Ero troppo sconvolta, cosa voleva dire? Che Christopher non sarebbe sopravvissuto? Che... che...?

-Cosa intende per "non esiste un antidoto vero e proprio"?-

-Si vocifera che in cima al monte Monashee ci sia un branco che ha sviluppato una particolare tolleranza verso lo Strozzalupo, ma nessuno sa dove si trovi di preciso, si nascondono. Tutti quelli che sono andati a cercarli per scoprire il loro segreto, si sono persi nei boschi o sono stati travolti da delle valanghe, nessuno è mai tornato indietro.-

-Quanto tempo credete che gli resti?- Chiesi, indicando Christopher con il capo, sperai vivamente che fosse tanto tempo.

-Non è facile stabilirlo, potrebbe essere una settimana, un giorno oppure di più. Fatto sta che in ogni caso non potrebbe salvarsi...- Mormorò abbassando il capo.

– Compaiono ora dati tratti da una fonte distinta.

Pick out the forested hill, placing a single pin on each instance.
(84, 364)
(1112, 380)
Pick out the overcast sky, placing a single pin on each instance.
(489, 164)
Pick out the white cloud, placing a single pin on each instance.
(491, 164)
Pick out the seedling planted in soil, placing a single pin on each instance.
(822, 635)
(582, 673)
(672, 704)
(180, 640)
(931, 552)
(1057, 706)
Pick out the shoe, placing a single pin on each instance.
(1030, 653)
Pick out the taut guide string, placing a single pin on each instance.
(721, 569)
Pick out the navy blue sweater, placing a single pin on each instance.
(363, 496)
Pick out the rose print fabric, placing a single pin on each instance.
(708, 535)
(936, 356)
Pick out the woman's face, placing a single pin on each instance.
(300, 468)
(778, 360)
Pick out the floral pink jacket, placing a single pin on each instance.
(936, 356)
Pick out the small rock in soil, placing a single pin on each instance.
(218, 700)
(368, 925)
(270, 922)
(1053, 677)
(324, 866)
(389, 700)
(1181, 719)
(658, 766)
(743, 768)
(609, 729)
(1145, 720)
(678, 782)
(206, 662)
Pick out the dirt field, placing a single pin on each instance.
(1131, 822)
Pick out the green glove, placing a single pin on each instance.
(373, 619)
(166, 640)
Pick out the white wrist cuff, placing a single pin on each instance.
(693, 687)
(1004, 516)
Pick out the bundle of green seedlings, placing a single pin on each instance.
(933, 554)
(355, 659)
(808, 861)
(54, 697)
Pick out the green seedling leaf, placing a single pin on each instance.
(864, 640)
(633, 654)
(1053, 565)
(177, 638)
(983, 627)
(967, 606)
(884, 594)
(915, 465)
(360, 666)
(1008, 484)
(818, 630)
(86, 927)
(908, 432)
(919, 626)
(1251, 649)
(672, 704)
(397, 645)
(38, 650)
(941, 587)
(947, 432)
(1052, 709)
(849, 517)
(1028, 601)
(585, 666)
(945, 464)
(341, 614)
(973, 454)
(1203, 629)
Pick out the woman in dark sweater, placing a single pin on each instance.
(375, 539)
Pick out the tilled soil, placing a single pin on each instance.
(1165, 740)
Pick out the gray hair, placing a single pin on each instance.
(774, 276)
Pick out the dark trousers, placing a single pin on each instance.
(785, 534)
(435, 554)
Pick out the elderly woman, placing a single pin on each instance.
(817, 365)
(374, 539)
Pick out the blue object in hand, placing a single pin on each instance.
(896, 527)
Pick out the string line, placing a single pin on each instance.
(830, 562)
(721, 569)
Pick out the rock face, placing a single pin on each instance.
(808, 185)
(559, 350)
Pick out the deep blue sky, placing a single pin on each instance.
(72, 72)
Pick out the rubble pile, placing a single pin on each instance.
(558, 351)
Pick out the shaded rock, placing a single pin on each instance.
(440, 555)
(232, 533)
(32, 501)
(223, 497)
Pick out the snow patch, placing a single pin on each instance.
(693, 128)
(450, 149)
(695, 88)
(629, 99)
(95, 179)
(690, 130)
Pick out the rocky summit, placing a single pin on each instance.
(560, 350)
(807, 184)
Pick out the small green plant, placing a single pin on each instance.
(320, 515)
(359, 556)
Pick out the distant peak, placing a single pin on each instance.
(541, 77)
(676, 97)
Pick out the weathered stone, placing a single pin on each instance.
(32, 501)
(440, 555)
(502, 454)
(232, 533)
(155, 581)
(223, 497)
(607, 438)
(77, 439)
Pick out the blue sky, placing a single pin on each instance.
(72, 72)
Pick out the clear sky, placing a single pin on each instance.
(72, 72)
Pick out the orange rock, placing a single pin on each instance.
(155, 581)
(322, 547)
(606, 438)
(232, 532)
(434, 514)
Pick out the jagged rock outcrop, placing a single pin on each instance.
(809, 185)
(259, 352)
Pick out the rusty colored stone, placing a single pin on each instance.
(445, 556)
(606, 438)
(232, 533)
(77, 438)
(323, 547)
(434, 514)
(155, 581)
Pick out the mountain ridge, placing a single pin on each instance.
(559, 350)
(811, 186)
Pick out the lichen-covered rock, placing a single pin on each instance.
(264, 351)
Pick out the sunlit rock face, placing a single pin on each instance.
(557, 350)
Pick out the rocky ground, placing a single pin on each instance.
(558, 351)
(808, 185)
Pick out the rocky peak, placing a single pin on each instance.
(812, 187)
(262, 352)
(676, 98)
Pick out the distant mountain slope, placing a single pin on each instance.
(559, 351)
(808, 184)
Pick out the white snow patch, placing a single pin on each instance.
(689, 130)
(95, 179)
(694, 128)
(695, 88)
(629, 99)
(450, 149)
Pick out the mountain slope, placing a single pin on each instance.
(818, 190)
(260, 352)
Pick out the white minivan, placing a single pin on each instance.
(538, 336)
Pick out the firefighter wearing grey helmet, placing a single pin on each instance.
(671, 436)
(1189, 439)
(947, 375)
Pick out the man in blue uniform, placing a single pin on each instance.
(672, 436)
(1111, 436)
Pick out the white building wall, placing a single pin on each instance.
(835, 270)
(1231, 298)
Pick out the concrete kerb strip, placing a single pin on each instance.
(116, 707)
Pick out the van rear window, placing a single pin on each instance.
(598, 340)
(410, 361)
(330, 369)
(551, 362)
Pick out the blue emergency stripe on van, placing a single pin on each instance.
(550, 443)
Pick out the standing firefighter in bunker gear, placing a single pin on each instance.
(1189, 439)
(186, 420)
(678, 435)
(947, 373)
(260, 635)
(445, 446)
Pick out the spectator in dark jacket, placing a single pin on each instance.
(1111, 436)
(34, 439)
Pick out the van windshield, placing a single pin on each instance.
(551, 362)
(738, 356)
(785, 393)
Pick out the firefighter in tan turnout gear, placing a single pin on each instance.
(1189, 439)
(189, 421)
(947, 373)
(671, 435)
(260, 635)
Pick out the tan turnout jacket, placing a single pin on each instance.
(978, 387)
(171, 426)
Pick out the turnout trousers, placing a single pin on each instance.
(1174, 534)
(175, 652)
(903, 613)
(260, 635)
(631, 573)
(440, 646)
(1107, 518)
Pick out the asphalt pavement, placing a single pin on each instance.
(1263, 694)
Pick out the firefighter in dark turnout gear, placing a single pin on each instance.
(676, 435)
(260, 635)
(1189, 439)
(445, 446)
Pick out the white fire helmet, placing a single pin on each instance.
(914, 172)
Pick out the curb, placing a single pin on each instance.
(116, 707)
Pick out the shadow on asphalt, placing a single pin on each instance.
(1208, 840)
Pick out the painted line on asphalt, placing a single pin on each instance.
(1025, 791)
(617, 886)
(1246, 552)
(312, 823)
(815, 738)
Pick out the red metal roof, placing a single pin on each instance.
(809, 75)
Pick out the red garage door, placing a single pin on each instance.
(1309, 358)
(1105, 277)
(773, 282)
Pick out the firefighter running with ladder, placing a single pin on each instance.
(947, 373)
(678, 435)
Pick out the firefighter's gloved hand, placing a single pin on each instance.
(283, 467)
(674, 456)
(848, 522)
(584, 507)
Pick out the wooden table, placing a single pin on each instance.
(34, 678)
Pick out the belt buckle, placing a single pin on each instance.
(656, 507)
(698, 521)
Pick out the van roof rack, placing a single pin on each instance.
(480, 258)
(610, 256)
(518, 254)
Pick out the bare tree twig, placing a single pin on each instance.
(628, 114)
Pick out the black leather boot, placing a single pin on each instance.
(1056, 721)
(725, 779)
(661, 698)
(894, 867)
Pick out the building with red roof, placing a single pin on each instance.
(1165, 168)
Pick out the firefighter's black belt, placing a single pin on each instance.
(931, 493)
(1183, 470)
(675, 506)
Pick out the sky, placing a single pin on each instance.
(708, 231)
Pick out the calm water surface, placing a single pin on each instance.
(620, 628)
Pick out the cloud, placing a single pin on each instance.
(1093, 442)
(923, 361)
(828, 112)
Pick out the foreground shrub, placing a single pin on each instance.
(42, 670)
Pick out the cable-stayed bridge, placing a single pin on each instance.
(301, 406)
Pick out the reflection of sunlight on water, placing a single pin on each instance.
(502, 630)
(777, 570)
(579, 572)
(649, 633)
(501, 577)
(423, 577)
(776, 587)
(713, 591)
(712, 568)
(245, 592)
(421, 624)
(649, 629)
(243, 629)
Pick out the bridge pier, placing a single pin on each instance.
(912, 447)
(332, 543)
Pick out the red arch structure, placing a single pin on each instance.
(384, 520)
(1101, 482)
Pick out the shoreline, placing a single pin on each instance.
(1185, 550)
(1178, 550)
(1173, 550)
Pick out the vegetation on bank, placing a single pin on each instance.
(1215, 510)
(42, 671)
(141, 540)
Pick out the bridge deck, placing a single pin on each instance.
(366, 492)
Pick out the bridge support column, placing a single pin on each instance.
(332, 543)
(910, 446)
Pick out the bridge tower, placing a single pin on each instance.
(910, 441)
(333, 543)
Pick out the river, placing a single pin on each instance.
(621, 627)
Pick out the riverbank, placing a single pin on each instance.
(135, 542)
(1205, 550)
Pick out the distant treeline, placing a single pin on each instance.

-Cosa?! No! Andrò a cercare questo branco sul monte Monashee e porterò qui qualcosa che possa aiutare Christopher, nessun altro deve morire.- Dissi a denti stretti, poi spostai lo sguardo verso il ragazzo nel letto, la fronte molto rilassata.

Mi avvicinai, sotto lo sguardo degli altri, che si facevano da parte per permettermi di passare. Mi sedetti accanto a lui, prendendogli una mano fra le mie. Non era da me, ma non potei farne a meno.

"Troverò l'antidoto e te lo porterò in tempo, è una promessa." Mi alzai, posando delicatamente la sua mano sul letto, e mi diressi verso la porta. Prima di varcare la sua soglia, mi rivolsi un'ultima volta a quegli uomini tanto gentili quanto strani.

-Grazie di tutto. Se vi è possibile, tenetemi aggiornata sulle sue condizioni di salute. Il mio numero potete trovarlo nella rubrica del cellulare di Christopher, anche se francamente non so come abbia fatto ad averlo. Sarò di ritorno fra qualche giorno, se riesco tornerò persino domani, so premere molto bene su un acceleratore.- Loro annuirono, ma non aggiunsero altro.

Uscii dalla stanza e corsi fuori, dove trovai qualche macchina parcheggiata in mezzo al cortile. Guardando bene, in mezzo a tutti quei veicoli, era situata una splendida moto nera. Una di quelle sportive, semplicemente bellissima. Un'idea sbucò con un Diin nella mia testa, mentre sulle mi labbra si formava uno di quei sorrisetti malefici. Mi guardai intorno, cercando qualcuno che potesse beccarmi, poi corsi in casa e schizzai nella camera in cui mi ero svegliata. Ribaltai tutti i porta-penne, alla ricerca di un paio di graffette. Aprendo un cassetto, ne trovai una scatola piena, ma a me ne bastavano solo due. Scelsi quelle che mi ispiravano di più, come facevo sempre per scegliere qualcosa.

Ritornai alla moto e aprii le graffette, inserendole nel quadro delle chiavi. Ci lavorai per cinque minuti buoni, prima di sentire un Tac, alzai quindi la gamba sinistra e montai sulla sella, abbassando poi, con il piede destro, la pedivella. Sentii subito un rombo sotto di me, sulla parte centrale del veicolo. Sorrisi, soddisfatta del mio lavoro, girando il manubrio e lasciando il freno.

Partii spedita come non mai, verso il monte Monashee, verso quello stramaledettissimo branco, l'unica speranza di sopravvivenza di Christopher.